Subject: Re: anyone built perl-5.8.6nb1 successfully on NetBSD/alpha?
To: None <othyro@freeshell.org>
From: Greg A. Woods <woods@weird.com>
List: tech-pkg
Date: 01/16/2005 15:11:33
[ On Sunday, January 16, 2005 at 09:28:46 (-0500), othyro@freeshell.org wrote: ]
> Subject: Re: anyone built perl-5.8.6nb1 successfully on NetBSD/alpha?
>
> On Mon, Jan 10, 2005 at 02:13:01PM -0500, Greg A. Woods wrote:
> > Hmmm..... yes, especially given the way pkgsrc manages, or rather fails
> > to manage, simultaneous intalls of different perl versions.  ;-)
>  
> There's always pkgviews ;) Guess I'm not as quick to criticize this
> system, given the vast improvements in the short time I've been poking
> around with it and believe it to be the best open pkg-mgmt system
> available.

[[ BTW, your mail composer doesn't wrap long lines, nor does it use the
appropriate MIME magic to hide unwrapped (flowed) paragraphs. ]]

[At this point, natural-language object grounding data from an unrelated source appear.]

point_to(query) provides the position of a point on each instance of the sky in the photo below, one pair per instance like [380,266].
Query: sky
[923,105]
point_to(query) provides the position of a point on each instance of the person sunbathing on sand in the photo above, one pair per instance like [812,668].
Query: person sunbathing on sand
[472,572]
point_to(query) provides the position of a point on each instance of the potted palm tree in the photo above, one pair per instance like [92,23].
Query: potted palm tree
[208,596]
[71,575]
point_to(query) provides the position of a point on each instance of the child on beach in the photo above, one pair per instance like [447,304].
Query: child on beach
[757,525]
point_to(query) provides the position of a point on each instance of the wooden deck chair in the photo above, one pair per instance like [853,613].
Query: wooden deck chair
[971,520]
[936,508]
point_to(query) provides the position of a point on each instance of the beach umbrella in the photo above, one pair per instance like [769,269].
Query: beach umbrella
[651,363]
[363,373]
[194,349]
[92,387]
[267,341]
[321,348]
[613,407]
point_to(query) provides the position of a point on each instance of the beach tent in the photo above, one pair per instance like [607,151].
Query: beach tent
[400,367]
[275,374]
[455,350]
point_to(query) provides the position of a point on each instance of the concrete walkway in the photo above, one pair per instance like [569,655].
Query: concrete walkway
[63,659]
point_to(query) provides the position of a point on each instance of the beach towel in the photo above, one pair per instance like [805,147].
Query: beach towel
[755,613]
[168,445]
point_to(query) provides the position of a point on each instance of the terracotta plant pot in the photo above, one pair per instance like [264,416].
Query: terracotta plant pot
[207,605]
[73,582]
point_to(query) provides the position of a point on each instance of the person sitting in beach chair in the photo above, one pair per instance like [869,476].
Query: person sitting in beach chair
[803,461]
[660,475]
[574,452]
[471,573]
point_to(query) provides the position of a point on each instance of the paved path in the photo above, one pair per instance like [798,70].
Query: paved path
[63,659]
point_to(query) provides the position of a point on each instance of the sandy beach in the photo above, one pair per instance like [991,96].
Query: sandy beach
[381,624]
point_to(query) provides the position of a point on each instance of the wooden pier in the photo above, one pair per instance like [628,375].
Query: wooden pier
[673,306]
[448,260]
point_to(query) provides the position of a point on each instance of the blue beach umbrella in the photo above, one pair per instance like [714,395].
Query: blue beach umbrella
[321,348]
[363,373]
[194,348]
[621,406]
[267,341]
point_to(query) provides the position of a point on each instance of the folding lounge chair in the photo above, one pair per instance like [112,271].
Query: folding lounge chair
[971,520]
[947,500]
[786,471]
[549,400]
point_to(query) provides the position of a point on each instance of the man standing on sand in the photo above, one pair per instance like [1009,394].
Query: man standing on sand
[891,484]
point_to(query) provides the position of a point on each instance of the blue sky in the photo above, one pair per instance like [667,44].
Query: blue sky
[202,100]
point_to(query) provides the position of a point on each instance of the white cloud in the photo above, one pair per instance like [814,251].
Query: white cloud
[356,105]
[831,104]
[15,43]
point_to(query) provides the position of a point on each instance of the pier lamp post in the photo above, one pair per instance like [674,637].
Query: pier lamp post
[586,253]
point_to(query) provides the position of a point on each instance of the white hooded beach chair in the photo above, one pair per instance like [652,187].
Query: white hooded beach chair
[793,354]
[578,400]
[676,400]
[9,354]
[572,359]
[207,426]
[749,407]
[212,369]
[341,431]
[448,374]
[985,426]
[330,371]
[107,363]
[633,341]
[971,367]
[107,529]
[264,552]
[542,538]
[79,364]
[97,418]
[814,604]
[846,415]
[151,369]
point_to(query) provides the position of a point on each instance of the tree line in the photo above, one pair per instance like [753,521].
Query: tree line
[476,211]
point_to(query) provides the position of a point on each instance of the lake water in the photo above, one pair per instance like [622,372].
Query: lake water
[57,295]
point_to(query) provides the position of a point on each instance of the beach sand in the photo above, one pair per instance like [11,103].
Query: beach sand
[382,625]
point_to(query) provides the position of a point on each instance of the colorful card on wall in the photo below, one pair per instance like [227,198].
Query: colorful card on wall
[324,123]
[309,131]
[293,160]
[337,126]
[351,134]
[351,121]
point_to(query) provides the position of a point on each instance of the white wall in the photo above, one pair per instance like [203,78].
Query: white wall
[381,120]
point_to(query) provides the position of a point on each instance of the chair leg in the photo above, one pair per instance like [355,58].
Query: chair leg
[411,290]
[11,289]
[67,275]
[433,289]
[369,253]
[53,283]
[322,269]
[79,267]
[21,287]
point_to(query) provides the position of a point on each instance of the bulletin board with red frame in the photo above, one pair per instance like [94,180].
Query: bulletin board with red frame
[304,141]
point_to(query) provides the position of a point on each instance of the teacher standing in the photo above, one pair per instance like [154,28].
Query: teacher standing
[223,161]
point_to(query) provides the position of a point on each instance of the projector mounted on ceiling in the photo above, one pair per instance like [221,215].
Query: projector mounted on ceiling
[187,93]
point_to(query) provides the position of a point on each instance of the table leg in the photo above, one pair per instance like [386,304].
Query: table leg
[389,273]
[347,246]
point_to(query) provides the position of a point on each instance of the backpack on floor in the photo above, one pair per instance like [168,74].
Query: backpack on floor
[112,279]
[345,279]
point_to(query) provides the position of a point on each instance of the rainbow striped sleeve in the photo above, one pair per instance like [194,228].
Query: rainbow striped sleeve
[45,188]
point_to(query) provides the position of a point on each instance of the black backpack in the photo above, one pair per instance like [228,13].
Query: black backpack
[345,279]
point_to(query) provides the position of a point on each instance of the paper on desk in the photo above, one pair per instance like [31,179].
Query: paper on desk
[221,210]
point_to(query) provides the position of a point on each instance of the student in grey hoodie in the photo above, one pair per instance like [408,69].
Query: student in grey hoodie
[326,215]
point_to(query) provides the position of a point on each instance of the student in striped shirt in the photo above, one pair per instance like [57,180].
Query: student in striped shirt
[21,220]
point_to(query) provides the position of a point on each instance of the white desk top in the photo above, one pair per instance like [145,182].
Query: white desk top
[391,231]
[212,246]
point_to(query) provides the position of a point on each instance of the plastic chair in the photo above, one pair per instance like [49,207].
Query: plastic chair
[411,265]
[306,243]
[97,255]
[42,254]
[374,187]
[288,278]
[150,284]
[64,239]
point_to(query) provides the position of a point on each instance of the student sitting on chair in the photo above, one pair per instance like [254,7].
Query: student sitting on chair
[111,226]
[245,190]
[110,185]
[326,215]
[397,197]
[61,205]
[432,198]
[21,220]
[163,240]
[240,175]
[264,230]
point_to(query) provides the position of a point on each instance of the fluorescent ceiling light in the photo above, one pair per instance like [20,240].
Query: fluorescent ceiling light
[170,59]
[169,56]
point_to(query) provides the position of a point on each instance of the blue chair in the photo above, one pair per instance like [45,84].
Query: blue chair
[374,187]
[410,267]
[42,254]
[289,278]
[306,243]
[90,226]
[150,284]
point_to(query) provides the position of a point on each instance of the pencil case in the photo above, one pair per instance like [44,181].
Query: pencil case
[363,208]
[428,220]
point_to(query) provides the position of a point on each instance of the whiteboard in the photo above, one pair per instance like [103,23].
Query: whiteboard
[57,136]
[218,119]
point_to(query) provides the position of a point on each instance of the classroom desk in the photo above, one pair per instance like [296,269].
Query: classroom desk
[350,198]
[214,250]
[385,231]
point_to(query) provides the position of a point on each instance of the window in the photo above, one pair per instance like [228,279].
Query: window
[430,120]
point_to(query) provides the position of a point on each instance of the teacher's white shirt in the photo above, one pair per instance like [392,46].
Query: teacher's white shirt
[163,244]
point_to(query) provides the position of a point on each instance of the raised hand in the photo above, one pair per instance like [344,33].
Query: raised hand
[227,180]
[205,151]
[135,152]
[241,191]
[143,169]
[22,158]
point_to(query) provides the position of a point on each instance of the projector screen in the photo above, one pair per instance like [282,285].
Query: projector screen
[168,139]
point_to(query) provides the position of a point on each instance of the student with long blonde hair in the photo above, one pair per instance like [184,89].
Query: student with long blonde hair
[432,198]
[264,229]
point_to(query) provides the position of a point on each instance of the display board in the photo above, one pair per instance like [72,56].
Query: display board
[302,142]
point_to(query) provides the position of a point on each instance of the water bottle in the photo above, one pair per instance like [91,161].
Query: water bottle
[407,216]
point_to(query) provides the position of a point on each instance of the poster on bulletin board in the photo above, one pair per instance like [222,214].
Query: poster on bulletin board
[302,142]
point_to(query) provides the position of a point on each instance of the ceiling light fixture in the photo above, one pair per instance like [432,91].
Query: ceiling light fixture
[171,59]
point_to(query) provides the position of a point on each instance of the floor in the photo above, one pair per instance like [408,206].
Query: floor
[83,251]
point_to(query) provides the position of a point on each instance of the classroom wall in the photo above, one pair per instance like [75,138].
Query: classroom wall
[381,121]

Pkgviews explicitly does _not_ solve the problem of having multiple
versions of things that users need/want to use directly.

In fact pkgviews takes the entirely opposite view that only one version
of any given thing should ever be in the default "view" at any one time.
That is simply not acceptable in general, and especially not for things
that users might want to use directly at the same time, such as
compilers, interpreters, editors, etc.

All that pkgviews does is hide all the clashes that would normally come
from having a different packages depend on different versions of some
child package that is not already capable of having multiple versions
installed at the same time.  Meanwhile perl is very nearly capable of
having multiple versions of itself installed simultaneously without use
of pkgviews (with the only "conflicts" being those of helper programs
not directly related to the interpreter itself, and the manual pages
too, I suppose if want ot be picky about it).  In fact almost every
problem that pkgviews was apparently designed to work around is already
almost entirely non-existant in the first place.